How Big an Impact Does This Have?

Not every site or every year contains these issues. They pop up in certain places. Below is a look at CEN stand alone, which is a good example of how the problems can present when the right conditions exist.

First we load modules and data.

[1]:

import pandas as pd
import matplotlib.pyplot as plt

# Jupyter magic to make plots display interactive
# must install ipympl (Ipython-matplotlib) and nodejs
from ipywidgets.embed import embed_minimal_html
%matplotlib widget

import sys
sys.path.append("../../")
from post_gce_qc import qaqc, data_transfer, cross_probe_qc

[2]:

# laod data
prov = data_transfer.LoadProvisionalData(strtyr=2018, endyr=2022, file_n='../../config.yaml')
prov.load_ppt_data()

df = prov.pivot_on_probe(prov.df, 'CEN', '01')
cnsh = prov.pivot_on_probe(prov.df, 'CEN', '02')

Next we apply the 4 rules.

[3]:

# apply rules
#-------------------------
param = qaqc._load_yaml('../../qa_param.yaml')['CEN_01']
qc = qaqc.QaRules(df, qa_params=param)

dbl = param['auto_flag']['flag_double_precip']
rpt = param['auto_flag']['flag_repeating_val_precip']
empty = param['auto_flag']['flag_empty_tank']

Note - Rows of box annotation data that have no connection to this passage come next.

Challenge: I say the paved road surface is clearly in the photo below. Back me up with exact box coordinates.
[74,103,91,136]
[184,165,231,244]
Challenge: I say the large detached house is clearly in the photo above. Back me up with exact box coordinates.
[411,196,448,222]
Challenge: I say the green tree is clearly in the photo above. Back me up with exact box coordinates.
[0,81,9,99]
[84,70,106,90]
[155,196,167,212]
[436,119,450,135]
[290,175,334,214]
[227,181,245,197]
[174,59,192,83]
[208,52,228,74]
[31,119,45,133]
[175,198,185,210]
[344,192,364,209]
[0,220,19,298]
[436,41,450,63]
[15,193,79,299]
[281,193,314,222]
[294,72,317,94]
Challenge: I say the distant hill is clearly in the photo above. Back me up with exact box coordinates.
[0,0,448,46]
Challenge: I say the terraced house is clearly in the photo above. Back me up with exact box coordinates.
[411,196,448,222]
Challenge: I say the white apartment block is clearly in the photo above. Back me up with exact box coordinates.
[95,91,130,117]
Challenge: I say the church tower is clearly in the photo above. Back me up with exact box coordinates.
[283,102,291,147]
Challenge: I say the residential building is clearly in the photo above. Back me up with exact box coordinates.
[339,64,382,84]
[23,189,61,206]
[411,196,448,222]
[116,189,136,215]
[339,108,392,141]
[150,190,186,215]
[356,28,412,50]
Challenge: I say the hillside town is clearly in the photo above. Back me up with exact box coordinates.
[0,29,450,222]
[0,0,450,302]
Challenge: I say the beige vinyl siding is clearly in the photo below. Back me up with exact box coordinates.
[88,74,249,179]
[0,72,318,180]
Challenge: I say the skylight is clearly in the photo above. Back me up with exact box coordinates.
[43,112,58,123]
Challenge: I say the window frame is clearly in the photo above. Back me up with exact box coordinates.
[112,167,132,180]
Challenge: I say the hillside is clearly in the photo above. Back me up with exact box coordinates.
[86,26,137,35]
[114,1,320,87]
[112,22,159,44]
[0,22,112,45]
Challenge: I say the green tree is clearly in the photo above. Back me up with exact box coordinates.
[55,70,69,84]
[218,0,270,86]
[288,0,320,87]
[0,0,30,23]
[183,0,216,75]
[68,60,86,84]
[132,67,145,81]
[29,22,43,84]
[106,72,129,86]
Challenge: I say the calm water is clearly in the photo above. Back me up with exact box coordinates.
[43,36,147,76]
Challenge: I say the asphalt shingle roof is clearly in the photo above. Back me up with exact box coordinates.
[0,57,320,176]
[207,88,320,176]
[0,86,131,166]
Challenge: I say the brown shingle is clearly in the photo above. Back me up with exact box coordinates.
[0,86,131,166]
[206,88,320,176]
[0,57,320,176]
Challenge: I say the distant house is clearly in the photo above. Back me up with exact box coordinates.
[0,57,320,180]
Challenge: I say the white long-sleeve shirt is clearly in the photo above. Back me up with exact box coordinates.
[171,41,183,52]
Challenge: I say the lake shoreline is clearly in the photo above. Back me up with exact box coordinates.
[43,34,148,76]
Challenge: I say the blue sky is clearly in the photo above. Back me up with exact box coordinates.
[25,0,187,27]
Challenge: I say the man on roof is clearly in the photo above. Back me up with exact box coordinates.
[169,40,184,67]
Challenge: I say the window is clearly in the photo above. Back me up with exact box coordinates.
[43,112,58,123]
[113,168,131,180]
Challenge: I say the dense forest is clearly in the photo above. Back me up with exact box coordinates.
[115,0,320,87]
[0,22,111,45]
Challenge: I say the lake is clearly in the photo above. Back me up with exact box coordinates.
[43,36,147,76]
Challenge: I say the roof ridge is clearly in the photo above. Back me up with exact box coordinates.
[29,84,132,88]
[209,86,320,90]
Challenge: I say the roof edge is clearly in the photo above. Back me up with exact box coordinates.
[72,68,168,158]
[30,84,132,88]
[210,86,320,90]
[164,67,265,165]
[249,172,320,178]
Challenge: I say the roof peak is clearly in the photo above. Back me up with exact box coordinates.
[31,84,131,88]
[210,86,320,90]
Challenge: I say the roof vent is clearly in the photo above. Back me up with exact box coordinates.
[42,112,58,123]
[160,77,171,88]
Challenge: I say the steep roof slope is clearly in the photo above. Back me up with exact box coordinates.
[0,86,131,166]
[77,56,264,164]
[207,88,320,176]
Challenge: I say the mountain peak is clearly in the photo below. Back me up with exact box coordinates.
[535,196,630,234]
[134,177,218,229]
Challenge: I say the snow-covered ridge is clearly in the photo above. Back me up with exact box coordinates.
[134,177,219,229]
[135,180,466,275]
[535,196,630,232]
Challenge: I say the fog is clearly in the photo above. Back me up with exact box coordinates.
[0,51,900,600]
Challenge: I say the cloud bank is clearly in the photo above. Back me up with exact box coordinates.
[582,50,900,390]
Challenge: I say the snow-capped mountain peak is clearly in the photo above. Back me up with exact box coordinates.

qc.flag_double_precip(**dbl)
qc.flag_repeating_val_precip(**rpt)
qc.flag_propagate_EM_from_tank()
qc.flag_empty_tank(**empty)

Then we apply the changes to the data.

[4]:

# apply flags to data
flag = qaqc.ApplyFlags(qc.df_orig.index, precision=0.2)
flag.import_provisional_data(qc.df_orig)
flag.apply_QaRules_flags(qc.qa_events, qc.qa_flags)

flag.remove_GCE_F_flags()

flag.apply_0_val()
flag.apply_NAN_val()

While it doesn’t affect all years, the quantities are dramatic. It is not surprising that the paired comparison needed this fixed first.

[5]:

WY = flag.data[['precip', 'adj_precip']].groupby(pd.Grouper(freq='YE-SEP'))
WY.sum().diff(axis=1)['adj_precip']

[5]:

2018-09-30     -4.150024
2019-09-30   -577.080078
2020-09-30    -20.630005
2021-09-30           0.0
2022-09-30    -14.798096
2023-09-30           0.0
Freq: YE-SEP, Name: adj_precip, dtype: float[pyarrow]

[6]:

WY.sum().pct_change(axis=1)['adj_precip'] * 100

[6]:

2018-09-30      -0.2276
2019-09-30   -23.808605
2020-09-30    -1.235443
2021-09-30          0.0
2022-09-30    -0.656086
2023-09-30          NaN
Freq: YE-SEP, Name: adj_precip, dtype: float[pyarrow]

[7]:

WY.cumsum().plot(grid=True, legend=True)

[7]:

<Axes: xlabel='Date'>

Quality Checks/Rules

Three types of problems were identified. Four methods were developed to capture these three types of errors. The methods use different approaches, providing redundancy in the QA/QC process, so if a novel situation arises, the errors should still be caught by at least one method.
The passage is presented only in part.